Comissão Europeia condena demolição das instalações da Agência das Nações Unidas em Jerusalém Oriental por Israel

Comissão Europeia condena demolição das instalações da Agência das Nações Unidas em Jerusalém Oriental por Israel
Comissão Europeia condena demolição das instalações da Agência das Nações Unidas em Jerusalém Oriental por Israel.
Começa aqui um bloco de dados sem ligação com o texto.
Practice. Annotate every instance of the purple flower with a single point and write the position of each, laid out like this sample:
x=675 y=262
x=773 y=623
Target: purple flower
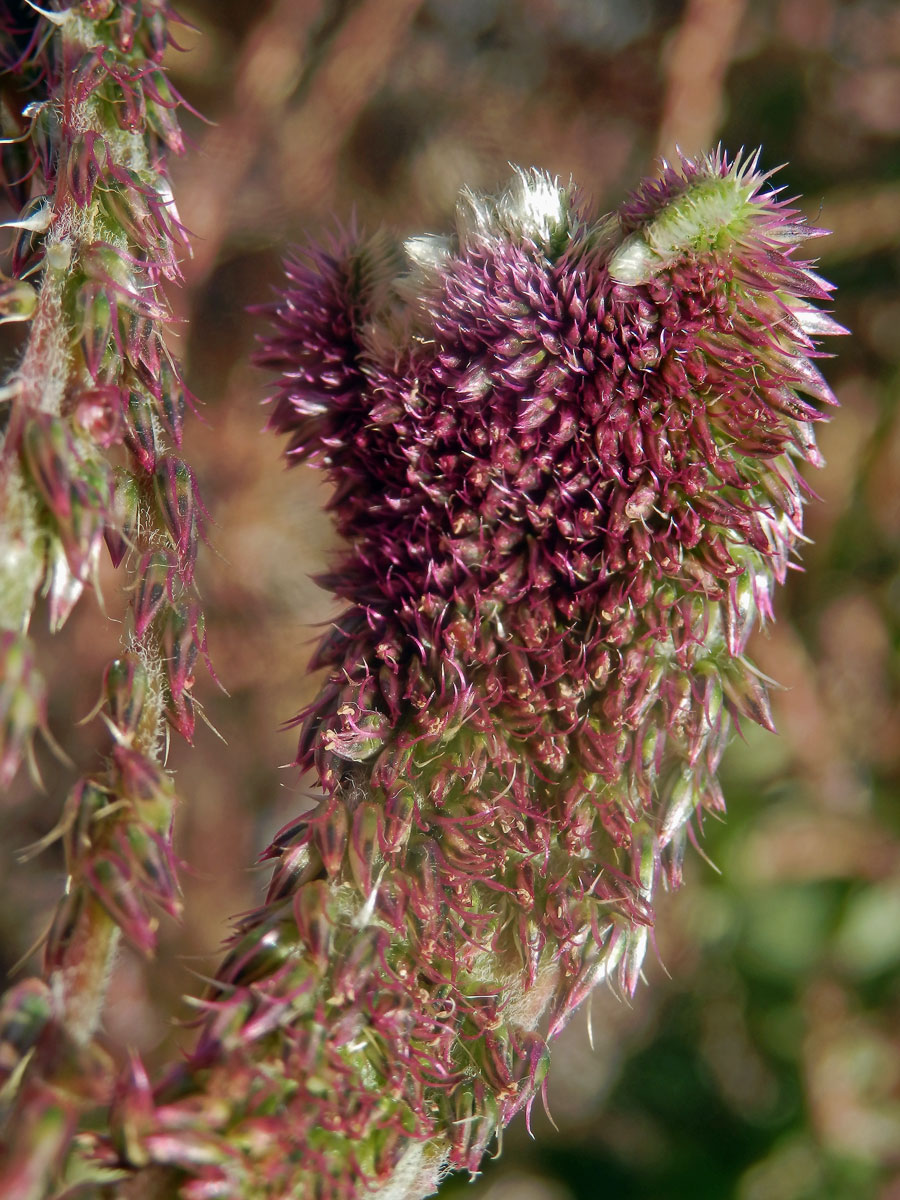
x=564 y=457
Foto: ©UE

As forças israelitas invadiram e destruíram as instalações da Agência das Nações Unidas de Assistência aos Refugiados da Palestina no Próximo Oriente (UNRWA, na signa em inglês) em Jerusalém Oriental, sobre a ação israelita a Comissária Europeia responsável pela Igualdade, Preparação para Crises e Gestão de Crises, Hadja Lahbib, emitiu uma declaração em que condena “a decisão israelita de entrar à força e demolir o complexo Sheikh Jarrah das Nações Unidas, detido pela UNRWA”.

“Exorto as autoridades israelitas a suspenderem tal ação, o que constitui uma violação das obrigações de Israel decorrentes da Convenção sobre os Privilégios e Imunidades das Nações Unidas, segundo a qual os Estados membros das Nações Unidas devem proteger e respeitar a inviolabilidade das instalações das Nações Unidas”, refere a Comissária Europeia.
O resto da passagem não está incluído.